What justification is there to name a child of this age, to publish his photo and address? The law has always been that a child cannot be identified, so a special order must have been made by magistrates allowing the Argus to do so. Magistrates who should have known better, who also will have known about this boy's background.

How dare they do this? Has our society become so rotten, so utterly skewed, that drug dealers - KNOWN TO THE POLICE - can operate freely in my street, Lewes Road, the seafront and sell various illegal substances from a flat near my home to teenagers but this boy is publically shamed? That off licences throughout the city can sell spirits to teenagers without ID, but it's this boy who's shamed?

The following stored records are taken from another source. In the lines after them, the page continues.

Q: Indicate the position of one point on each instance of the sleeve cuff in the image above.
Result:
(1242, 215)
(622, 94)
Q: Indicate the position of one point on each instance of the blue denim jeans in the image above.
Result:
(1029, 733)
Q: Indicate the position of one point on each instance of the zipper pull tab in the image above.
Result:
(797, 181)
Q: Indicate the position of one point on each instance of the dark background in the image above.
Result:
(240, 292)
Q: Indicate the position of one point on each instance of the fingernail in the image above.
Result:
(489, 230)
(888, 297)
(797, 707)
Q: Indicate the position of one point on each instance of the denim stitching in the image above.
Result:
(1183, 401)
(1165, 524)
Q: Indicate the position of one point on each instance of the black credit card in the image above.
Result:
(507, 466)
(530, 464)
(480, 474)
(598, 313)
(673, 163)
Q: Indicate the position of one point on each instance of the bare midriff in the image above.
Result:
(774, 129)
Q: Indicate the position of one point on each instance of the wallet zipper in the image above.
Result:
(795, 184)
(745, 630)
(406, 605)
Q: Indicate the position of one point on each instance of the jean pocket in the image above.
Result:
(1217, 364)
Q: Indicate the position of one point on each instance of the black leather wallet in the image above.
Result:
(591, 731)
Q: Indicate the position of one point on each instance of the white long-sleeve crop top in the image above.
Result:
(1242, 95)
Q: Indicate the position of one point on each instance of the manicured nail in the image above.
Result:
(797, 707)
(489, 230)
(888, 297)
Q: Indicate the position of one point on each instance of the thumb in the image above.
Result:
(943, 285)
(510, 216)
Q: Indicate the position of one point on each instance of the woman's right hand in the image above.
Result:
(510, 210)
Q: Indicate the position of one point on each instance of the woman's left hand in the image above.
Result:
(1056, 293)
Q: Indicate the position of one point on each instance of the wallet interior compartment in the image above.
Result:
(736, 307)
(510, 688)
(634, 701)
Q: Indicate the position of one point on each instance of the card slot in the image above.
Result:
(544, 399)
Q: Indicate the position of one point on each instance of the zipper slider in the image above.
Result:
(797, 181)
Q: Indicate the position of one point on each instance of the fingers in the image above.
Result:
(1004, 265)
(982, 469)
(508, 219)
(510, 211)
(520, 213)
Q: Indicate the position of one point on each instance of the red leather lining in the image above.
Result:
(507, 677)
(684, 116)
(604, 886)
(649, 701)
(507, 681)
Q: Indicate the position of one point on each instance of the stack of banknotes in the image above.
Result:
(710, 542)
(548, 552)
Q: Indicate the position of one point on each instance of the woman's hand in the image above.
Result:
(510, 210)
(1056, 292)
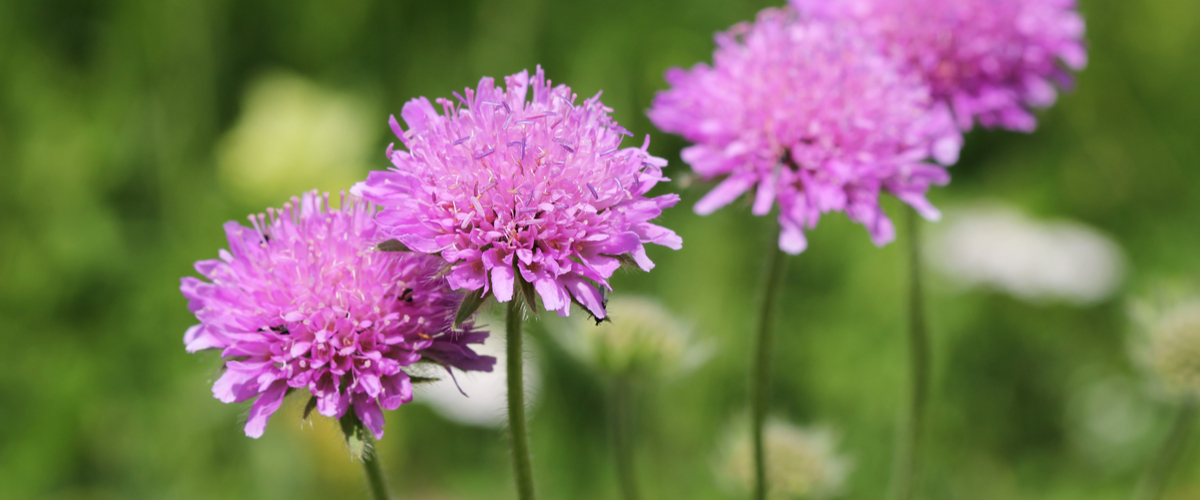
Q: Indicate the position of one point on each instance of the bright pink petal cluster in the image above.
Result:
(815, 118)
(303, 301)
(991, 60)
(501, 185)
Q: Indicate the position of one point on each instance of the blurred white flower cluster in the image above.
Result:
(999, 247)
(802, 463)
(294, 136)
(1169, 341)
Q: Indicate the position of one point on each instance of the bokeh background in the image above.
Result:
(130, 130)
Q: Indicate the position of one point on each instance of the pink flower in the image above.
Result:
(990, 60)
(811, 116)
(498, 185)
(303, 300)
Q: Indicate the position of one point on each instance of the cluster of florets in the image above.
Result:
(813, 115)
(303, 301)
(507, 188)
(990, 60)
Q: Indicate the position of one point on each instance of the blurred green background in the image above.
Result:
(130, 130)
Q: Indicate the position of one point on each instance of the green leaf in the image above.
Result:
(310, 407)
(354, 433)
(527, 293)
(393, 246)
(471, 302)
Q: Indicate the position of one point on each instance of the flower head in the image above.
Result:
(815, 118)
(991, 60)
(1171, 342)
(801, 463)
(507, 188)
(301, 300)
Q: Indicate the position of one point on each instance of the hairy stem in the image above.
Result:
(906, 467)
(760, 369)
(1153, 482)
(363, 446)
(622, 421)
(521, 467)
(375, 475)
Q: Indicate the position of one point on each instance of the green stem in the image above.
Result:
(907, 461)
(623, 437)
(363, 446)
(375, 475)
(760, 369)
(1159, 471)
(521, 467)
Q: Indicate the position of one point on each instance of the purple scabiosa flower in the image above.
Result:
(301, 300)
(815, 118)
(507, 188)
(990, 60)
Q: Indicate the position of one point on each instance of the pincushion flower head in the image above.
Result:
(505, 187)
(303, 301)
(814, 118)
(990, 60)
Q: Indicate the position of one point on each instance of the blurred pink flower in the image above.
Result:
(499, 185)
(303, 300)
(815, 118)
(990, 60)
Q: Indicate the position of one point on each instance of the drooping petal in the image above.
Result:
(264, 407)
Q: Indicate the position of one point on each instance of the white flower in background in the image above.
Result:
(294, 136)
(802, 463)
(1037, 260)
(640, 337)
(1169, 344)
(485, 403)
(1108, 420)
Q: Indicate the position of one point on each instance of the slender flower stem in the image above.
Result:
(375, 475)
(521, 467)
(1153, 482)
(760, 369)
(623, 435)
(363, 446)
(906, 468)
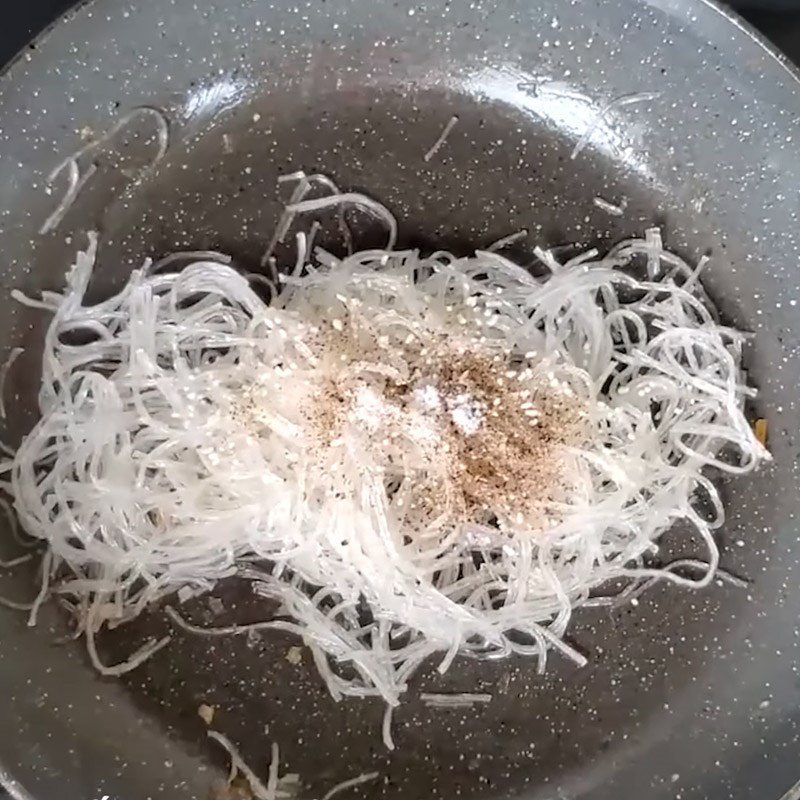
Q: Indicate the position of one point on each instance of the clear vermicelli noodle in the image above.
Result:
(410, 455)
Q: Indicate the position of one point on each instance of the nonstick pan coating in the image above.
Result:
(687, 695)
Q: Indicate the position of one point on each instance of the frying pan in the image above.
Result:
(688, 694)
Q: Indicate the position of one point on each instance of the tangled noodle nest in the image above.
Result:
(412, 455)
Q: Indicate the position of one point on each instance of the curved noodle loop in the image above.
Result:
(411, 455)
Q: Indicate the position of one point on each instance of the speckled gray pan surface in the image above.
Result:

That's not even to mention the many other criminal activities that adults commit daily in this city.....the fencing, the conning, the pimping, assaults, the backhanders, the abuse of children......but the Argus, police and magistrates choose to villify a young, mixed race boy. Why? Because he's an easy target and there's NO-ONE to defend him and they know that.

When I was writing my dissertation on the underground press years ago, one of the books I used for research was a brilliant analysis of how society responds to outsiders - "Folk Devils and Moral Panics" is written by Stanley Cohen and was first published by Harper Collins in 1973 but has been revised three times. The most recent edition by Routledge in 2002 includes new material by Cohen on the demonisation of young offenders and asylum seekers.

Cohen's way into this was a study of mods and rockers and understanding how the media helps create a 'moral panic' and consequently inhibits rational debate. It is essential reading, perhaps even more important now that we are overwhelmed with media and ill-informed comment and are drifting inexorably to the right.

Our local moral panic has inhibited rational debate - there was none on that Argus front page or on the paper's website. The story is utterly one sided, which is also unforgiveable. But it has also inhibited any sense of moral responsibility for this boy, any sense of kindness, simple human concern about how things were allowed to get this bad for him.......we should all be ashamed.